False : one cannot legally prevent a custodial parent from interacting with the administrative staff of any facility while that facility has custody of that person's child.
In the encounter, custody status of the parent is moot considering the facility claimed the parent was trespassing. The police made an initial investigation and decided there and then that the person was, indeed, trespassing. Custody was irrelevant. The police legally must respond to the trespassing as a prima vacie claim.
Attempting to do so is known as kidnapping.
Kidnapping is the unlawful asportation and confinement of a person against his or her will. The victim's arrest was lawful (see below) so a claim of kidnapping is not legally valid.
He was told he was under arrest.
Extremely misleading : he was not at any time under arrest during the actions you describe above.
The moment the police uttered the words "You're under arrest", the action became legally valid. The courts must decide (later) if the arrest was warranted and lawful.
...the statement "you are under arrest" was first uttered while the officer committed several counts of attempted murder by bashing the victims head against a concrete wall.
According to the date and time in the police video, the victim was informed that he was under arrest at 2019 01 11 T18:45:17Z which would be about quarter to 11 in the morning, Eugene local time. At that time, the police and victim were approximately 6 to 8 feet from the concrete wall you mentioned.
Being under arrest, he can legally be subjected to a forcible takedown.
False. This is the crime of battery.
If the arresting officer uses excessive force that could cause “great bodily harm,” the arrestee has the right to defend him. That’s because most states hold that an officer’s use of excessive force amounts to assault or battery, which a victim has a right to defend against. However, during an arrest, a takedown (forcing a person to the ground) does not, in itself, constitute excessive force that could cause great bodily harm.
if under arrest, the weapon cannot legally be utilized in any way.
False : bad elk v. us, for instance.
Most states have, either by statute or by case law, removed the unlawful arrest defense for resisting arrest. The Supreme Court held the arrest in Bad Elk to be unlawful due, in part, to the lack of a valid warrant. Technically and legally, Bad Elk was not under arrest.

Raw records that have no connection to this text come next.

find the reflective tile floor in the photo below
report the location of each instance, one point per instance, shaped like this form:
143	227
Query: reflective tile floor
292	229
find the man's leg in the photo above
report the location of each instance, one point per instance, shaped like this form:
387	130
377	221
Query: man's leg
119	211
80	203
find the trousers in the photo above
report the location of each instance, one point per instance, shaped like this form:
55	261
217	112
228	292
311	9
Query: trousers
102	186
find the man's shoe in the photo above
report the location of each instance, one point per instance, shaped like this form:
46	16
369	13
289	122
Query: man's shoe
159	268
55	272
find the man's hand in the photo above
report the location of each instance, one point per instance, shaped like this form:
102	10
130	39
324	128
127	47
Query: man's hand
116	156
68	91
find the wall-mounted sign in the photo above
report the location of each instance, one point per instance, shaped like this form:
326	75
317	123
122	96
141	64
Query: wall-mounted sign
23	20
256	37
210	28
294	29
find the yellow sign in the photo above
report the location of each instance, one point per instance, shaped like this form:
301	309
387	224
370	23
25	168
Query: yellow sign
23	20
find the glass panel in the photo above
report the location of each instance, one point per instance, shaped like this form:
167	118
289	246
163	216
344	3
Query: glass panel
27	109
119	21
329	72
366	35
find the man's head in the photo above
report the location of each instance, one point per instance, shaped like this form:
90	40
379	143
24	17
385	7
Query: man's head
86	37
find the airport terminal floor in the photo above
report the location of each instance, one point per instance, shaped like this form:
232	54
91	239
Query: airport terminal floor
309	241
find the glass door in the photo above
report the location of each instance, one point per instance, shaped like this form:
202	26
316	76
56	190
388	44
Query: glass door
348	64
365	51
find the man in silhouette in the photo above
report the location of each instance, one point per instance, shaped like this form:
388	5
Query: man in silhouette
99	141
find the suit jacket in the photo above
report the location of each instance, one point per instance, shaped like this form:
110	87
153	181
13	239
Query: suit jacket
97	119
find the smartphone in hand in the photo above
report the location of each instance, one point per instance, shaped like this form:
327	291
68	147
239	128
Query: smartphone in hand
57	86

... Executing both cops would have been quite legal under the standard and established usage of the concept of necessity defense, unless it was done after they had stopped their criminal behavior.
Again, I would point out that at no time were the police outside the laws of their jurisdiction. There was no criminal behavior on the part of the police.
The cops were blatantly identified as cops,
This is true; it does not, however, have any legal weight.
Not sure how a police officer identifying himself as a police officer would not be a legal declaration. There were multiple indications that the two individuals confronting the victim were, in fact, police officers and, as such, could function as such. Legally.
In the physical struggle, when the victim pulled the weapon, it justified the first as well as the second (lethal) shot by the cop.
False; while this would have been true in a fairly normal case, felony murder can never be legally justified by a necessity defense, nor by any other measure.
Legally, there is basically no way in hell this police officer did not commit a firmly criminal murder.
An after-action analysis and legal review found otherwise.
From the very instant the officer asked the man to leave - the first qualifying felony - that man could have started a mass shooting of the officer, or other students, or anyone else, or done literally anything else, and the officer could not have a legal right to shoot him, literally no matter what.
I'm not sure how that would work. "... the officer asked the man to leave..." qualifies as felony? Mass shooting of other people does not legally allow an officer (or anyone else) to stop it?
Under law, there is literally no series of events which could have justified any action by this officer which resulted in this man's death, legally speaking. Literally none.
Hypothetical, then: You sit in a chair, unarmed, restrained. I walk up with a gun and declare I am going to shoot you. The officer has a gun and can point it at me to stop me. Are you saying that the officer cannot legally shoot me to prevent your death?
Surely you're just baiting me to continue the discussion.